In Rolling StoneHere.

. . . And this is where we get to the hypocrisy at the heart of Mitt Romney. Everyone knows that he is fantastically rich, having scored great success, the legend goes, as a “turnaround specialist,” a shrewd financial operator who revived moribund companies as a high-priced consultant for a storied Wall Street private equity firm. But what most voters don’t know is the way Mitt Romney actually made his fortune: by borrowing vast sums of money that other people were forced to pay back. This is the plain, stark reality that has somehow eluded America’s top political journalists for two consecutive presidential campaigns: Mitt Romney is one of the greatest and most irresponsible debt creators of all time. In the past few decades, in fact, Romney has piled more debt onto more unsuspecting companies, written more gigantic checks that other people have to cover, than perhaps all but a handful of people on planet Earth.

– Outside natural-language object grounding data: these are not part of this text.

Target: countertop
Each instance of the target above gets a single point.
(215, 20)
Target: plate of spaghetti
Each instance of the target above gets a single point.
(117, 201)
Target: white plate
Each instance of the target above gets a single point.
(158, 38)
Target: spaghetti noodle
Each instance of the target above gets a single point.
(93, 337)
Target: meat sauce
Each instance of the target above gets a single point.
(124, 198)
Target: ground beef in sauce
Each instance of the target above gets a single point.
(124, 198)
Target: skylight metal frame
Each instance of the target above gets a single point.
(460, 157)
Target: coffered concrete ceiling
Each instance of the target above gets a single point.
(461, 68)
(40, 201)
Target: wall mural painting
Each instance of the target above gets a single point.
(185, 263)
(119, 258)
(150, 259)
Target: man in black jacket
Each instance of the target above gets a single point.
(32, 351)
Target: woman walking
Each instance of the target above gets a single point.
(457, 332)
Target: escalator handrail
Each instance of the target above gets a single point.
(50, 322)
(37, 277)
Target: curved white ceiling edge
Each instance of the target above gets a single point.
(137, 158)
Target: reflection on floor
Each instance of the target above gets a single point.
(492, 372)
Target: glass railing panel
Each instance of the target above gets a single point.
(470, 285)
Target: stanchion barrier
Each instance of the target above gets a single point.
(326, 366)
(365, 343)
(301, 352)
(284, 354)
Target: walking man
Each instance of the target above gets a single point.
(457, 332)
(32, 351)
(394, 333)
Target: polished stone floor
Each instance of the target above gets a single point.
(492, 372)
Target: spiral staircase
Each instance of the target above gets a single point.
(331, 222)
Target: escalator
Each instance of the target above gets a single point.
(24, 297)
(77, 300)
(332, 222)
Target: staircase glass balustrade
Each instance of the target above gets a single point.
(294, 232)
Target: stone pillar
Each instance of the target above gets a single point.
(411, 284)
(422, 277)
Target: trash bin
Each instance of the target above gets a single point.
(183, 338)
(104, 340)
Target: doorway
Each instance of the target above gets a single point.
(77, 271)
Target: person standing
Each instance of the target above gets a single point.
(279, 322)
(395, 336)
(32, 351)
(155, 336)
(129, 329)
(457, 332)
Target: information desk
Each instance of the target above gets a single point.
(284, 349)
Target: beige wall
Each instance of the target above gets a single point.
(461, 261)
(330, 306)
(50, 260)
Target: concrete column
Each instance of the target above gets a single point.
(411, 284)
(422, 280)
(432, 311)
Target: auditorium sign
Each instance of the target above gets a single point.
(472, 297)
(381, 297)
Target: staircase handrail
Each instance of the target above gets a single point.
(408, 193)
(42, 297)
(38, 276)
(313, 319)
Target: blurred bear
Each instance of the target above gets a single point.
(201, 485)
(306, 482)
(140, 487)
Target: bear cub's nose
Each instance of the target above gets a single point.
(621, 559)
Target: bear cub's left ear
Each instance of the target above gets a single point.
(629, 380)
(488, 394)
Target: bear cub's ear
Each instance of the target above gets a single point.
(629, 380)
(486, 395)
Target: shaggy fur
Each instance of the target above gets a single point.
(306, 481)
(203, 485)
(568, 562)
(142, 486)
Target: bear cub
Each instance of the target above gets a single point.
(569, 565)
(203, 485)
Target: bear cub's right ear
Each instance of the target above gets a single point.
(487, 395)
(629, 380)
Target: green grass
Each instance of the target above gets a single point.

By making debt the centerpiece of his campaign, Romney was making a calculated bluff of historic dimensions – placing a massive all-in bet on the rank incompetence of the American press corps. The result has been a brilliant comedy: A man makes a $250 million fortune loading up companies with debt and then extracting million-dollar fees from those same companies, in exchange for the generous service of telling them who needs to be fired in order to finance the debt payments he saddled them with in the first place. That same man then runs for president riding an image of children roasting on flames of debt, choosing as his running mate perhaps the only politician in America more pompous and self-righteous on the subject of the evils of borrowed money than the candidate himself. If Romney pulls off this whopper, you’ll have to tip your hat to him: No one in history has ever successfully run for president riding this big of a lie. . . .

And that’s the gentle part of Taibbi’s article.  Taibbi writes with such heat and outrage that it will scare off, turn off, anyone who isn’t already predisposed to agree.  After all, how could anyone as nice-looking as Mitt Romney — a good family man who wants to reduce the estate tax rate on billionheirs from 45% to zero — not be striving to achieve whatever is in the best interest of those less advantaged than he?

But it’s worth a few minutes of your weekend to read it anyway.  Decide for yourself whether Taibbi’s venom is justified, his tone appropriate, his world view skewed too far left — I’m not comfortable with all of it myself.  But separate from that, what do you think of his account of, for example, Ampad?  Of KB Toys?  And what do you think:  Is this the guy to whom we should entrust our future and, essentially, the weightiest responsibility in the world?